Ask your child if he or she wants to tell you about the painting when it’s finished, but refrain from asking “What is it?” (It’s a painting!)
Bonus Project: Masking the Truth
Adapted from Lilly Diabetes’ Camps in Color activity book, part of the Lilly Camp Care Package program providing resources to diabetes camps across the country.
This activity is designed to help children understand the difference between who people think they are and the truth. It also emphasizes opening up to others in appropriate situations.
What you’ll need:
Paints (appropriate for skin contact)
Piece of canvas or heavy paper
Help your child cut out small holes in the canvas to make it into a mask. Ask your child to think about things people think they know about him or her (but that are not true). Have him or her draw pictures or word art to represent those characteristics on one half of the canvas. Then ask your child to think about characteristics about him- or herself that are true or that he or she wants to be true. Have your child draw pictures representing these things on the other half of the canvas. Finish the mask by making a hole on each side and tying a piece of ribbon through each hole. (Your child doesn’t necessarily have to wear the mask.)

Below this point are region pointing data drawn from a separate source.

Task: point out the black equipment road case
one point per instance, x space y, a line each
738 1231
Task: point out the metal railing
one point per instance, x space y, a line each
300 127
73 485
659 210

Ask your child to describe the mask and what the drawings represent. Discuss how opening up to others about having diabetes can help people get to know your child better but doesn’t have to define him or her. Talk about situations where your child has hidden his or her disease and other times where it has helped others gain understanding, feel compassion and create unity. Encourage your child to keep his or her mask as a reminder of who s/he is, who s/he is not and who s/he wants to be.
Disclaimer: The experiences and suggestions recounted in these articles are not intended as medical advice, and they are not necessarily the “typical” experiences of families with a child who has type 1 diabetes. These situations are unique to the families depicted. Families should check with their healthcare professionals regarding the treatment of type 1 diabetes and the frequency of blood glucose monitoring.